Most of the family crowded into the cab but the two older boys stood outside to see what would happen. They all watched their Dad’s temperature rise as the energy of the starter ground lower and lower. What had begun as a high pitched whine groaned down into a low grunt until finally there was nothing but a click when the battery’s juice was all used up.
He was not a mild mannered man, their Daddy, to begin with. They knew that things were getting tenser when he slammed out the door and reached in the back of the pick-up bed for the crank. The front seat occupants sat dutifully in the cab, just in case. If the motor turned over and fired into action, they needed to be ready to go before it died. Big eyes watched and hope rose in every heart as their Dad engaged the crank in the front groove.
Fuuuuu Wump! Went the listless motor as the tall slender man pumped the crank turning loose each go round so as not to break his wrist if the motor engaged. Fuuu Wump! Fuuu Wump! Fuuu Wump! His hat was thrown aside in anger, Sunday tie was awry, and sweat was pouring from every pore.
It was plain to see that the man was being tested in his resolve to take his family to church. The ’34 Dodge was the temptation that was beaten about the hood several times before the otherwise useless crank was slammed into the back of the pick-up bed.
That was the signal, and everybody piled out and joined together to push. The truck was always parked crosswise an incline as contingency planning. So it was backwards and around first with Dad straining and pushing, while guiding with the steering wheel through the open door.
The chickens in the yard craned their necks and cackled in excitement as they sensed the family’s agitation. The old dog had slunk up under the front porch steps while the crank was being flung about. The family’s starched, combed, and scrubbed look turned into dusty shoes and socks, undone hair ribbons, and sweat stained shirts.

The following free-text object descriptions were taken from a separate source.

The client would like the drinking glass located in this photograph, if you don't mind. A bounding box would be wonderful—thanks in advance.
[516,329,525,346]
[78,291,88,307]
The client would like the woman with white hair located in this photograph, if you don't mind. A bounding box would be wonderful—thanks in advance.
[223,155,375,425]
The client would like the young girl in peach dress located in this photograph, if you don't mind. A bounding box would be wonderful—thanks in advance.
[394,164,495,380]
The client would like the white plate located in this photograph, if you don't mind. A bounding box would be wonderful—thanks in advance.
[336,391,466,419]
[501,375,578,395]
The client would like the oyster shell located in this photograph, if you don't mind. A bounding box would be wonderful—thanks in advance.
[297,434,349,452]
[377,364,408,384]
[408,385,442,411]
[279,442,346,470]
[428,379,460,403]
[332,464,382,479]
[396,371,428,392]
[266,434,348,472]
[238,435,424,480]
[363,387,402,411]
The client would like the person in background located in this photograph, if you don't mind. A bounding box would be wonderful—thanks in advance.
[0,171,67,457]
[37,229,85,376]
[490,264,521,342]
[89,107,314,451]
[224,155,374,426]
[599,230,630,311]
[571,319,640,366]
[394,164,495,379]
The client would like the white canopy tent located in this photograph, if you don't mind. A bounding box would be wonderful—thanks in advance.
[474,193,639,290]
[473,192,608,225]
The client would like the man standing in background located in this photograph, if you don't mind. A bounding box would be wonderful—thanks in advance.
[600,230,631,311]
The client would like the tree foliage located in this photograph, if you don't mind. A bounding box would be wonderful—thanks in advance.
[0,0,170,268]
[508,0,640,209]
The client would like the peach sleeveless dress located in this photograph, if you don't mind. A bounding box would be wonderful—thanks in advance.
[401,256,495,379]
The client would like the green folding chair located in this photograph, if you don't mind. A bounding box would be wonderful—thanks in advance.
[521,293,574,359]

“Hold it right there!” the Daddy commanded as he got into position to quickly jump in when the pick-up was going fast enough when it was pushed down hill. There was a moment of quiet anticipation while he checked the levers and wiped the sweat from his brow. “Ready, NOW PUSH,” he said, and the muscles stood out under his thin white shirt as he and the family pushed the recalcitrant truck.
It wasn’t a long hill and at the bottom were the barn on one side and the creek on the other. Timing was important if the Dodge stayed out of both and the youngest knew to stand out of the way when the truck started moving.
There had to be an athletic jump at just the right moment, then a skillful shifting of gears, while letting off on the clutch, jerking the engine into action. Automobile engines didn’t hum back in the 1930-1940 period. It was a kind of thawackety-clack sound they made and that motor noise was calming as the family went on their way to church.
After a time, the head of the household became reflective and offered this bit of advice to his family. “When you grow up,” he said, “remember these three things. Don’t never go on anybody’s note, don’t ever vote for no Democrat, and don’t ever ever buy no Dodge automobile!”